Qualquer ativo que estiver à venda no móvel interessa a Vivo

Ana Paula Lobo* ... 19/02/2020 ... Convergência Digital

Na teleconferência de resultados do quarto trimestre, realizada nesta quarta-feira, 19/02, o CEO da Vivo, Christian Gebara, deixou claro que a Vivo estará no jogo de fusões e aquisições no Brasil. Sem se referir diretamente à Oi Móvel - ativo disputado pelas rivais TIM e Claro - o executivo assegurou que a Vivo tem 'interesse em qualquer ativo móvel que estiver à venda no País e irá analisar toda e qualquer oportunidade de mais frequência, de mais infraestrutura".

Ainda sobre consolidação, Gebara disse que ela já começou no Brasil com a compra da Nextel pela Claro. "Essa consolidação é uma realidade e só tende a aumentar em 2020", reforçou. Com relação à operação fixa, como há muitos pequenos players no mercado nacional, a Vivo terá uma análise mais crítica e avançará no modelo de franquia, lançado no ano passado. "Precisamos de mais e mais infraestrutura para pensarmos no 5G. Acreditamos nas franquias e nas parcerias de compartilhamento  ( fechada com a TIM) e com a American Tower", afirmou.

Resultados

A Telefônica Vivo divulgou os resultados referentes a 2019, quando apurou lucro líquido de R$ 5 bilhões. O montante é 44% inferior ao registrado em 2018, mas vale destacar que naquele ano a companhia teve o balanço acrescido em R$ 3 bilhões devido à vitória judicial que lhe rendeu créditos fiscais relativos à cobrança indevida de PIS/Cofins sobre o ICMS, enquanto neste houve a venda de ativos de data center. A Vivo aportou R$ 8,84 bilhões, alta de 7,9%, na expansão da rede móvel LTE e LTE-Advanced (4G e 4,5G), e no aumento da capilaridade da rede fixa de fibra óptica (FTTH).l

A Vivo ampliou em 1,9% a quantidade de acessos móveis, passando a ter 74,58 milhões de assinantes. Destes, 43,17 milhões são usuários do celular pós-pago, que teve expansão de 6,9%. No M2M, a tele registrou crescimento de 23% da base, que agora tem 10 milhões de chips ativos. E no pré, continuou a desligar, encerrando o ano com 31,4 milhões de clientes, 4,1% a menos que em 2018.

Em termos de market share, a companhia experimentou os efeitos do aumento da competição pelo mercado pós-pago e portabilidades. No segmento, fechou o ano com fatia de 39,4%, embora líder, significa perda de 1,2 ponto percentual frente o número de 2018. No pré, em que o mercado como um todo está desligando inativos, o market share cresceu 1,6 p.p., para 26,8%.

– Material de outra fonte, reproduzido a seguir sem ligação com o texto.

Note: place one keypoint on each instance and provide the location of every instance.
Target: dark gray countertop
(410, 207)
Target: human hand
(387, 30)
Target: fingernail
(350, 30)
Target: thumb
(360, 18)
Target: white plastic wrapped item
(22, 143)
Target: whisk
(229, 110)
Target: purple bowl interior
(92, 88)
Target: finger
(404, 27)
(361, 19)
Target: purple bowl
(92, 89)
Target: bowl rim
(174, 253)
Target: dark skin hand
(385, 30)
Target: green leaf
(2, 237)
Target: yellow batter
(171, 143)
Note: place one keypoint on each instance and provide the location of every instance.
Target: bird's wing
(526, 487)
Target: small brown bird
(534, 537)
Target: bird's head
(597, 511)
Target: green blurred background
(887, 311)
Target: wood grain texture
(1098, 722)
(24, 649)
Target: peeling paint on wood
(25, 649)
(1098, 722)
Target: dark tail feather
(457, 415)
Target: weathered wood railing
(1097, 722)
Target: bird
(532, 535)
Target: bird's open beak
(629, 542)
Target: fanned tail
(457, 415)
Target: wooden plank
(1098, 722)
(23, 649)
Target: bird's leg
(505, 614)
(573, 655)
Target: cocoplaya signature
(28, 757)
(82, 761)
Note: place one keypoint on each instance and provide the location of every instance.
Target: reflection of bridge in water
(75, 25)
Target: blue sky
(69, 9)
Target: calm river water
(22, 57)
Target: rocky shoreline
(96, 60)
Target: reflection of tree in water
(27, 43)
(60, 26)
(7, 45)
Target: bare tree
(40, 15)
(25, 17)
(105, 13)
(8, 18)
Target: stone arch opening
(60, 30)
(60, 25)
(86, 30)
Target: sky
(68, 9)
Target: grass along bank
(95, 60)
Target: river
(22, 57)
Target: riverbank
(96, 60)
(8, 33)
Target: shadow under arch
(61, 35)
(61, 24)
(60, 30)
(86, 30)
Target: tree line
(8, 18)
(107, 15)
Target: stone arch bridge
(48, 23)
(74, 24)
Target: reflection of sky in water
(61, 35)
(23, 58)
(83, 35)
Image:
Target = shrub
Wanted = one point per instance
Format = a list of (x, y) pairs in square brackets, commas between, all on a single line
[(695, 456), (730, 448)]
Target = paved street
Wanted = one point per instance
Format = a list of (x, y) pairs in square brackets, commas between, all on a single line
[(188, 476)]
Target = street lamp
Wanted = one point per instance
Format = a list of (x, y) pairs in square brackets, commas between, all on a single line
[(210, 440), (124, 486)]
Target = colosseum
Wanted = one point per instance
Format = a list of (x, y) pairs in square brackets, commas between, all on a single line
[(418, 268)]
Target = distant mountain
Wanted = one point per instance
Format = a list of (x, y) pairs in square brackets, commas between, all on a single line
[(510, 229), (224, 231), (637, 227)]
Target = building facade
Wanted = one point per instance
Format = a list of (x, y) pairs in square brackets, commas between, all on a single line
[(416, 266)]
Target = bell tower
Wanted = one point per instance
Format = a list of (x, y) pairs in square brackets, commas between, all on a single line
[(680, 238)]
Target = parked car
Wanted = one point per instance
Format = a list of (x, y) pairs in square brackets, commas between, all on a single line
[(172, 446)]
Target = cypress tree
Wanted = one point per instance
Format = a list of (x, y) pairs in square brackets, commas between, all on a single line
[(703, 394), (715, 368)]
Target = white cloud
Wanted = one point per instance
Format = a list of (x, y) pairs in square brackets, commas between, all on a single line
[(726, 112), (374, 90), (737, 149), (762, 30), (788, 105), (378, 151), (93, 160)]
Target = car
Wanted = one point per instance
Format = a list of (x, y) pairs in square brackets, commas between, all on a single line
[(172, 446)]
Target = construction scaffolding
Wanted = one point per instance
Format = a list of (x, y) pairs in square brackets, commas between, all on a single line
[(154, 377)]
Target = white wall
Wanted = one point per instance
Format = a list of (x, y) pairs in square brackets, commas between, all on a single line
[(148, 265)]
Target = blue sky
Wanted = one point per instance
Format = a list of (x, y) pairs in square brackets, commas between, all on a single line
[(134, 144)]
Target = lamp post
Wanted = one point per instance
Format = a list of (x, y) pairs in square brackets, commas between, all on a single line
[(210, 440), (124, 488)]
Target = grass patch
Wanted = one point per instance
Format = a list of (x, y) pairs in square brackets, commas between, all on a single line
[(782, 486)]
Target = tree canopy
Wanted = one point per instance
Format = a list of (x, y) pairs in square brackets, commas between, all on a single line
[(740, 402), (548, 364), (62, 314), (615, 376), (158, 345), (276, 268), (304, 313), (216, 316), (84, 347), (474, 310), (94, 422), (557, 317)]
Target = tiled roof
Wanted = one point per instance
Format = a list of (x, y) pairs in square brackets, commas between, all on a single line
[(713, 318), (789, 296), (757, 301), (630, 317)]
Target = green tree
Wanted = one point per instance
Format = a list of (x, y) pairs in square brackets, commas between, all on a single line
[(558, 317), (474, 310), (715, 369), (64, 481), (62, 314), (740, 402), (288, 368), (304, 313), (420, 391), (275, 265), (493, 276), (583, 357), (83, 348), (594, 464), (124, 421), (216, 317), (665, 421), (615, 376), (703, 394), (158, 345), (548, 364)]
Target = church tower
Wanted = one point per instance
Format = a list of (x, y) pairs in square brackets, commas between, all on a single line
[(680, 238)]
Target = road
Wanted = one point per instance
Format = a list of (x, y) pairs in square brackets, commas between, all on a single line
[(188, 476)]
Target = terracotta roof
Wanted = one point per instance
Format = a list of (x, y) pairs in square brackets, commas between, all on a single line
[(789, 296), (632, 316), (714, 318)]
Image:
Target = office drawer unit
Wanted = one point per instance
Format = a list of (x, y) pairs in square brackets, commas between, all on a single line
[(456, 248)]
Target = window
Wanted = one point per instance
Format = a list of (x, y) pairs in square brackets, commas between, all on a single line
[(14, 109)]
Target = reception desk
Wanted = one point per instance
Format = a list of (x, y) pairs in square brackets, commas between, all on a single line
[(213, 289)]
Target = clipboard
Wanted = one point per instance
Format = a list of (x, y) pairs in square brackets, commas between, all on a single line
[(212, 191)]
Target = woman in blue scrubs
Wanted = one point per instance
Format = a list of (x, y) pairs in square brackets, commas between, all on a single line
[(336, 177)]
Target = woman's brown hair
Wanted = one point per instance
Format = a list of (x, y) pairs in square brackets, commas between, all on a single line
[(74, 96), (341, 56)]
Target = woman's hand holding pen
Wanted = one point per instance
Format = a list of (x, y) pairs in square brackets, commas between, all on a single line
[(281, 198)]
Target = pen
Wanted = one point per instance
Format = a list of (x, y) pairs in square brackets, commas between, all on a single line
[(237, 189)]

A companhia teve receita média por usuário humano no pós-pago de R$ 52,3, alta de 0,8%. No M2M, a ARPU foi de R$ 3, crescimento de 12,3%. E no pré, o ARPU ficou em R$ 12,6, alta de 3,1%.  O churn (rotatividade de clientes) no pós-pago ficou estável, em 1,7% e no pré, em 5,2%.
Desempenho operacional fixo

No fixo, o total de acessos da companhia caiu 13,5% no ano, para 19 milhões. Houve perda 7,4% da base, que chegou a de 6,9 milhões de clientes na banda larga fixa em função do desligamento de usuários da tecnologia aDSL. Neste caso, o índice de desligamento alcançou 20,4%. A tele encerrou o ano ainda com 4,43 milhões de clientes no par de cobre. Já a base de FTTH, mais rentável e promissora, teve expansão de 30,8%, alcançando 2,47 milhões de contratos.

Na TV paga, houve queda de 15,8% nos acessos, que ficaram em 1,32 milhão. O IPTV, a modalidade de TV por assinatura entregue através da rede FTTH, cresceu 23,5%, para 715 mil usuários. Em outras tecnologias (DTH), restam 605 mil usuários (queda de 38,7%). A operadora já avisou, ainda em 2018, que estava encerrando as vendas de TV por satélite, desligando e migrando os clientes da tecnologia.

No STFC, a Vivo registrou queda de 16,8% na base, que ficou em 10,8 milhões de usuários. A companhia tinha market share de 32% no STFC em 2019, de 8,4% em TV e de 21,6% em banda larga fixa. A ARPU na banda larga fixa aumentou 13,2%, para R$ 65,9. Na TV, cresceu 4,3%, para R$ 105. E no STFC caiu 8,3%, para R$ 35,6.